Estaba tan dormida que ni siquiera era
consciente de que su realidad era un amasijo de formas incorpóreas
con apenas unos ecos lejanos de voces huecas por todo sonido. -En mi
jaula de cristal soy feliz- se repetía una y otra vez como un
mantra, mientras amamantaba su soledad con la leche de los recuerdos
no vividos. Cada nuevo barrote que ella misma ponía con perfecta y
parsimoniosa desidia, la adormilaba un poquito más, y así, sin
darse cuenta, un día ya no necesitó abrir los ojos. Si bien era
verdad que en la oscuridad apenas veía los colores, ese era un
sacrificio que haría gustosa a cambio de dejar de sentir tan adentro
esa pena que se la comía despacio, como sin hambre. -En mi jaula de cristal soy feliz-. Y así fueron
pasando los días, los meses, los años...hasta que de pronto ocurrió
algo con lo que no podía contar, con lo que no quería contar: tanto
habían menguado su cuerpo y su alma durante su letargo, que un buen
día se escurrió entre los barrotes. Si más. Intentó desesperada
aferrarse a los barrotes con los dedos...sus dedos...de pronto se dió
cuenta de que podía ver sus dedos, sus manos.

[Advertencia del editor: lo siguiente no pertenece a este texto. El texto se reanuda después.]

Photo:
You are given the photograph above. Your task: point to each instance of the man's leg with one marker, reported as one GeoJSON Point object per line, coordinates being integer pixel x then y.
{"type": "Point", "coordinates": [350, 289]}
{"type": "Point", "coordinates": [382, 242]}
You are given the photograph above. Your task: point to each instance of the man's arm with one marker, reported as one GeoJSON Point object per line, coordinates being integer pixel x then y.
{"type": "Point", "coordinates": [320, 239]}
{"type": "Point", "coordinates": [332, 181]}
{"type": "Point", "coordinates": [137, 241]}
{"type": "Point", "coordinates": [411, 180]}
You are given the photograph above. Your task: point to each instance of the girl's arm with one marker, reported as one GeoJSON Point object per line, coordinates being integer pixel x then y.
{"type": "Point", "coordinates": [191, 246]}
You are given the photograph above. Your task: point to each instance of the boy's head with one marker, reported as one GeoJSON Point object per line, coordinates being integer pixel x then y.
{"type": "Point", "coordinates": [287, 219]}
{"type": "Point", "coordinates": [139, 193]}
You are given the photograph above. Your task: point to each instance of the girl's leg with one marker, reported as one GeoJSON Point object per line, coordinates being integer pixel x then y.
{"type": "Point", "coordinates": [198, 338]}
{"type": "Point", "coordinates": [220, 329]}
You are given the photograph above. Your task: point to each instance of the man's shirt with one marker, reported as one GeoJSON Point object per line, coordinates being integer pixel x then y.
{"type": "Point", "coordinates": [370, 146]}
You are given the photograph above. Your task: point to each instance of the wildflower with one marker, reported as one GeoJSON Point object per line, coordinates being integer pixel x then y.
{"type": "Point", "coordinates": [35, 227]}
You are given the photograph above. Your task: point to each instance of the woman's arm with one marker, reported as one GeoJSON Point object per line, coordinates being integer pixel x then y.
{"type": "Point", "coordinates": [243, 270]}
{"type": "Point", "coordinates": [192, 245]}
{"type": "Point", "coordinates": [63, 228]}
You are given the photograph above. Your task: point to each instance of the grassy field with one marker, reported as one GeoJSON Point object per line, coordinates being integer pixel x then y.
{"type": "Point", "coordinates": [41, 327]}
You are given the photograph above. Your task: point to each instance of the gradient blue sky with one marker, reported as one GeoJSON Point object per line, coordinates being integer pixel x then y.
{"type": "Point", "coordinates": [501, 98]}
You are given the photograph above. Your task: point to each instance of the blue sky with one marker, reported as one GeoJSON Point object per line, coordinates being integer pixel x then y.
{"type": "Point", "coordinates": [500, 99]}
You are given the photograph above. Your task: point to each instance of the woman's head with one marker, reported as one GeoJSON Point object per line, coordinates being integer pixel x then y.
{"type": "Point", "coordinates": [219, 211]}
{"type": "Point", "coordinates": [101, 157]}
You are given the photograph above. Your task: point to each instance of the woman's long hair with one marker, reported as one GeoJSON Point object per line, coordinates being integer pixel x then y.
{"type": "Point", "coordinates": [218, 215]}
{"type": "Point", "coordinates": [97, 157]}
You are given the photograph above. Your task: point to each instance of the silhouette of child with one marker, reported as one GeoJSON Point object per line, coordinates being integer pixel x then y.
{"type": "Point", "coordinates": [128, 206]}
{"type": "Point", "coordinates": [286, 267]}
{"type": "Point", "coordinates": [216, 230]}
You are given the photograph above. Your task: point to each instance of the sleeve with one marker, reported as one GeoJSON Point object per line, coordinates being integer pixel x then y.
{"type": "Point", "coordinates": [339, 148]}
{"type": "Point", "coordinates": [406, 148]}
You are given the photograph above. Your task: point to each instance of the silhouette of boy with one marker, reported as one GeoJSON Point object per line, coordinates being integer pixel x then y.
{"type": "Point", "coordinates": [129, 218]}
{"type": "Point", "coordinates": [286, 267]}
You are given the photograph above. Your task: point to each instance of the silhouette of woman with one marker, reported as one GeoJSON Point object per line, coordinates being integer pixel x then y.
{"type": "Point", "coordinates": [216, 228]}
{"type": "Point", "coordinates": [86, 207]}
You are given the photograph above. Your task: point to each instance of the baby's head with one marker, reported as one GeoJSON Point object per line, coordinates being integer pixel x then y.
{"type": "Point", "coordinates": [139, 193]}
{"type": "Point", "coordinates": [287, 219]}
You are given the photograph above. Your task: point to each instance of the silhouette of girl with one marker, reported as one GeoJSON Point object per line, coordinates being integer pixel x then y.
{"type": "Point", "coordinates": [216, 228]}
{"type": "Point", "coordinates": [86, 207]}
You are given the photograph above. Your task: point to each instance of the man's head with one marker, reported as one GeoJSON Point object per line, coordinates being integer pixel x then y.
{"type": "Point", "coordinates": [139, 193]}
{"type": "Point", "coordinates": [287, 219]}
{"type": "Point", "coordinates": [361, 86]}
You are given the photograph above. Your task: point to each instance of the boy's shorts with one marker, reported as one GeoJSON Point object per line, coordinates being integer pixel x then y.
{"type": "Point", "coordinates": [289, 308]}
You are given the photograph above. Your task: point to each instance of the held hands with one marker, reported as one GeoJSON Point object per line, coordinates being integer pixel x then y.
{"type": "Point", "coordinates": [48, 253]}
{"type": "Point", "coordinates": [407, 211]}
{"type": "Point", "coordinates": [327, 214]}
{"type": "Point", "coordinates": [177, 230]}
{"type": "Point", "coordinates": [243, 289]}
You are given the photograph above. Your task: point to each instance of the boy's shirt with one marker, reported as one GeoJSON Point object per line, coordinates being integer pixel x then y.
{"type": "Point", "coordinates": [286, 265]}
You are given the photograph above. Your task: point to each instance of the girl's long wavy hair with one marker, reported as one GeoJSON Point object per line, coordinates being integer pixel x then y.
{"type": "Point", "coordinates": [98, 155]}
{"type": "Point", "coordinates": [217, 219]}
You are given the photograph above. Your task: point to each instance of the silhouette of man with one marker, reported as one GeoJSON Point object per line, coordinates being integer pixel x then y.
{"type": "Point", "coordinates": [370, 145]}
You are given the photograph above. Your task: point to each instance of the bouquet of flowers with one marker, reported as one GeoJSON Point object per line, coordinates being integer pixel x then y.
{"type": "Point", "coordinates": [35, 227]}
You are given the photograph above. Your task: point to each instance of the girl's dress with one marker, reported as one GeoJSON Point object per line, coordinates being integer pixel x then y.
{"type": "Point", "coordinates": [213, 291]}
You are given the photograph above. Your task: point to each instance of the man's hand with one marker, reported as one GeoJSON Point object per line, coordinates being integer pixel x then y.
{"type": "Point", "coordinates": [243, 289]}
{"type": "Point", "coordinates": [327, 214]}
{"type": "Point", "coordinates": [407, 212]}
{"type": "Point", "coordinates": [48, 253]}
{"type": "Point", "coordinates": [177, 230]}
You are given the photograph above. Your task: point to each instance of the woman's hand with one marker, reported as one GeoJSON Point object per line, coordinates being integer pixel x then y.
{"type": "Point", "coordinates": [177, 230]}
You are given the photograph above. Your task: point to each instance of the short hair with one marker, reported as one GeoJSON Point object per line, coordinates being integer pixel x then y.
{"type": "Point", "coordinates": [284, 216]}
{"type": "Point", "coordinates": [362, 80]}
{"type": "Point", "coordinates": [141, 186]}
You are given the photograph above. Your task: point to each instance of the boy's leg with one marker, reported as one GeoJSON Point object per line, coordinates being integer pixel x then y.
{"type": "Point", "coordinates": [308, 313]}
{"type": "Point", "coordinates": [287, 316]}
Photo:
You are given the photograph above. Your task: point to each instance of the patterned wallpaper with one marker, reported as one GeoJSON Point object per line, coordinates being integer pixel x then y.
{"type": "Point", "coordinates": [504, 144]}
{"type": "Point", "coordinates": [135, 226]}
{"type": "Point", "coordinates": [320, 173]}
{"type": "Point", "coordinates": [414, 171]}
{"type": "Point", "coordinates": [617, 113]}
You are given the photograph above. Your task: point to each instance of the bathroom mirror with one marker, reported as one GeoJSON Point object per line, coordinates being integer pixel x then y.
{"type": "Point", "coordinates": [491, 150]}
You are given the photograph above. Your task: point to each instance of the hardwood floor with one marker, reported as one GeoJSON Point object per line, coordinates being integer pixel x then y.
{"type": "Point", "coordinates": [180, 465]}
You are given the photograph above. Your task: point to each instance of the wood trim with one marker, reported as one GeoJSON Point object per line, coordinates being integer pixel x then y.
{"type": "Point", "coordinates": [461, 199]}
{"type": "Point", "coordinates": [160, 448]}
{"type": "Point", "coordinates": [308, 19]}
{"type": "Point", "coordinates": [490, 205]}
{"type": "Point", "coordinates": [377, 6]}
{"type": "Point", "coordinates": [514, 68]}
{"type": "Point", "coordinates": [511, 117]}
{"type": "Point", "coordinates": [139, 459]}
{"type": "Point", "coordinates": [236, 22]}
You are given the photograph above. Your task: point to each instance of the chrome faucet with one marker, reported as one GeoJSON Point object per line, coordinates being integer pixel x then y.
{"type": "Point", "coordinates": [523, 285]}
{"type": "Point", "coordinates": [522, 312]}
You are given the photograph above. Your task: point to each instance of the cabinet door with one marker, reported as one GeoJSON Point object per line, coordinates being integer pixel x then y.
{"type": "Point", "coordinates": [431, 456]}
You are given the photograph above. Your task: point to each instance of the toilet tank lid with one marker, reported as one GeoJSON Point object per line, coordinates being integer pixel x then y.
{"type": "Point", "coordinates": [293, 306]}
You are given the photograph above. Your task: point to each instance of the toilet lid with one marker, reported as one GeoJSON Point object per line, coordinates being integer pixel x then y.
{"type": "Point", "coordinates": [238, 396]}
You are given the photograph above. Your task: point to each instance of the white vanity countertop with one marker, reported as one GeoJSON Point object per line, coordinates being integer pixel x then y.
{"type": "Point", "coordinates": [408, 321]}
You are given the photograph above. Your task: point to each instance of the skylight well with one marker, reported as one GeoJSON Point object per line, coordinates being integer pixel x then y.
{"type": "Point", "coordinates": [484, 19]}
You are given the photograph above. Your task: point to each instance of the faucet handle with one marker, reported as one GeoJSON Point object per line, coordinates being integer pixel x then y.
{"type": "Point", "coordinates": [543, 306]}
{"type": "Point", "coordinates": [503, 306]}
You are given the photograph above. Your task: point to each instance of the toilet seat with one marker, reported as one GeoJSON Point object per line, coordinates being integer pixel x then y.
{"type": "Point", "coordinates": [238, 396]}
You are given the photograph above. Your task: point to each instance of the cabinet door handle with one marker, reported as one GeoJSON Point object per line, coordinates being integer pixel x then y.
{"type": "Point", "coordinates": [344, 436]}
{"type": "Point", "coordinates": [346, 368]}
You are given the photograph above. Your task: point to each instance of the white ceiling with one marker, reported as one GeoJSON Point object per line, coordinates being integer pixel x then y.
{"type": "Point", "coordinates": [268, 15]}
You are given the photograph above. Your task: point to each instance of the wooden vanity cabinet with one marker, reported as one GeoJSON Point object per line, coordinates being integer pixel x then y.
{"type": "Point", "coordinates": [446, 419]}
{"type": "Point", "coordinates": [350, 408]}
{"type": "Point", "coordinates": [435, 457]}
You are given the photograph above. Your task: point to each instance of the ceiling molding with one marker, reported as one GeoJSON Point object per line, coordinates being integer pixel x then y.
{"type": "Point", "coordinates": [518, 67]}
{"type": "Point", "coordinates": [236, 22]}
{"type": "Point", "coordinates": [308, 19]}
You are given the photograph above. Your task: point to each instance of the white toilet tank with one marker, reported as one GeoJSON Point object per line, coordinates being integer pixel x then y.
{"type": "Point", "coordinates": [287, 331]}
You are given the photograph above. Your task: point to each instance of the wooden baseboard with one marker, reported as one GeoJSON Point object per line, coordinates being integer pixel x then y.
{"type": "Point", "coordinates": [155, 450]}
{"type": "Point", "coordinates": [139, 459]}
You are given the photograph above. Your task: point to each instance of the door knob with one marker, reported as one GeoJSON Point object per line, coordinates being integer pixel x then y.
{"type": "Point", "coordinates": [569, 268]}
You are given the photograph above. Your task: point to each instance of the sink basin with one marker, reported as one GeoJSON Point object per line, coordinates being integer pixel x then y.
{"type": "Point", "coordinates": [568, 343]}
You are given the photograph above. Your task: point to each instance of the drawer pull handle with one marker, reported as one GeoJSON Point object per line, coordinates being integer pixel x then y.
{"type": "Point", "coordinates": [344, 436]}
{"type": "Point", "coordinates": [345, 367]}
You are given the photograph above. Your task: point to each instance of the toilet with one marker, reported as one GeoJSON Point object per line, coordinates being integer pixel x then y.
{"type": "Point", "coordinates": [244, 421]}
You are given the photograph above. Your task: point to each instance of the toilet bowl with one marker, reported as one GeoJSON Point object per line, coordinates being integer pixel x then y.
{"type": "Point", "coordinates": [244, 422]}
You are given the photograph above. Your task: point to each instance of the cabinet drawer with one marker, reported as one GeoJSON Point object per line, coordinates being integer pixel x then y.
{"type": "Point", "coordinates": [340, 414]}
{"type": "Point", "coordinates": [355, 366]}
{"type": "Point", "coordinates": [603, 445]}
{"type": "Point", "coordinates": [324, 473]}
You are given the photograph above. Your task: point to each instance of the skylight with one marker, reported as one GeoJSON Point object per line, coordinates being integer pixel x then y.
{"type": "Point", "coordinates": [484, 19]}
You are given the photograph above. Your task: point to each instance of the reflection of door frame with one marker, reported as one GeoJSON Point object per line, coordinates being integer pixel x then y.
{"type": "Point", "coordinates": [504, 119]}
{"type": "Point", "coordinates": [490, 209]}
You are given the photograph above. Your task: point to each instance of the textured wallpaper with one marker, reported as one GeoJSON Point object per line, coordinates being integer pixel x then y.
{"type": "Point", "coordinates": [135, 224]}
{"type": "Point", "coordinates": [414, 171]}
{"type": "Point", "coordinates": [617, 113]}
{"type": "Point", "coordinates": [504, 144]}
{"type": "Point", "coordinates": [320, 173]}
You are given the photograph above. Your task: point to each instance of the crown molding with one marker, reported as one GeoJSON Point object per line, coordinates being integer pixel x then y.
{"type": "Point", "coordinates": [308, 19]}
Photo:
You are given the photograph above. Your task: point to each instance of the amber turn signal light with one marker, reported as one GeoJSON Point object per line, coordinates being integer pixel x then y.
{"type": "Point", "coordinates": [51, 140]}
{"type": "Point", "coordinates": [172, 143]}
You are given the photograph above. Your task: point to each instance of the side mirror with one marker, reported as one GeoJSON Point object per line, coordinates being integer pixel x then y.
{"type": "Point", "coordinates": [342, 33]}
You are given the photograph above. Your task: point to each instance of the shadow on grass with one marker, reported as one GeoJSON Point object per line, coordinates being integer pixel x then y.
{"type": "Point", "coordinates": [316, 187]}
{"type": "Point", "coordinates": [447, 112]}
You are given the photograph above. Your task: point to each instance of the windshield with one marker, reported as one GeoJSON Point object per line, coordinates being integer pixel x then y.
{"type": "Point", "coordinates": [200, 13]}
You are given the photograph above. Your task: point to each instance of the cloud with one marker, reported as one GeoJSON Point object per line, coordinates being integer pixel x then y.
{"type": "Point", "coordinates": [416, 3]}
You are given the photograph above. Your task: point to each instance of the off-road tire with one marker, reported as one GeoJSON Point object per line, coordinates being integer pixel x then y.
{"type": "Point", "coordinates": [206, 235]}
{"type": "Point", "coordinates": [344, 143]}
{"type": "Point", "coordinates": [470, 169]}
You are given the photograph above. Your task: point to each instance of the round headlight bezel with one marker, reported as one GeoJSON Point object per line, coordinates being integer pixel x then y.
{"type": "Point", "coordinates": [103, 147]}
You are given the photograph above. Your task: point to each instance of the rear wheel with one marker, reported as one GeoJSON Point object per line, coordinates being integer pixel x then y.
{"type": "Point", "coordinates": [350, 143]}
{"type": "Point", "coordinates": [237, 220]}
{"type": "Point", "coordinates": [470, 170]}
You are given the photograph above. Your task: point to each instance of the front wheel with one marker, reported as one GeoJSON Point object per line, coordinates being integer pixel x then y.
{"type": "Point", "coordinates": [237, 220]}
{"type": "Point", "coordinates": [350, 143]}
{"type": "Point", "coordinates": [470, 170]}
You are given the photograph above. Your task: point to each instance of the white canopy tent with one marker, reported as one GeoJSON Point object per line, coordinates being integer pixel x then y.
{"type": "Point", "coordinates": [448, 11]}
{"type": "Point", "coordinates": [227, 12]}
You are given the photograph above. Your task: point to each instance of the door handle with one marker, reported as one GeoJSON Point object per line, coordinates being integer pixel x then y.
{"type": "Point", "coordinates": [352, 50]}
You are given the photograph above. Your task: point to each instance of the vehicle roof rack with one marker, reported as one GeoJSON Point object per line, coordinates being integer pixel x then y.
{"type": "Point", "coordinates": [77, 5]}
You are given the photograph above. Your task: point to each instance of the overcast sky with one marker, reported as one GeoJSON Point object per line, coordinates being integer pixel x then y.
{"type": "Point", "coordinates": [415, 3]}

Podía ver su propia
cara reflejada en los barrotes de cristal. -¿Quién eres?-atinó a
preguntarle al reflejo. -¿Quién eres?-volvió a preguntar a esos
ojos vacíos de vida y cargados de lágrimas que la miraban con
terror. Pero su voz era tan débil, que ni ella misma era capaz de
escucharla. Y cayó. Cayó sin tiempo. Sin gravedad. Cayó hasta
quedar suspendida en una Nada liviana. Solo entonces, al fin, abrió
su boca todo lo que pudo, y gritó. Gritó como nunca había gritado.
Como con la primera bocanada de aire al salir del útero. Gritó con
un sonido tan alto, tan bello, desgarrado y profundo, que toda esa
Nada se empezó a resquebrajar y cayeron del cielo millones de
pedacitos de barrotes de cristal. Al fin, había despertado.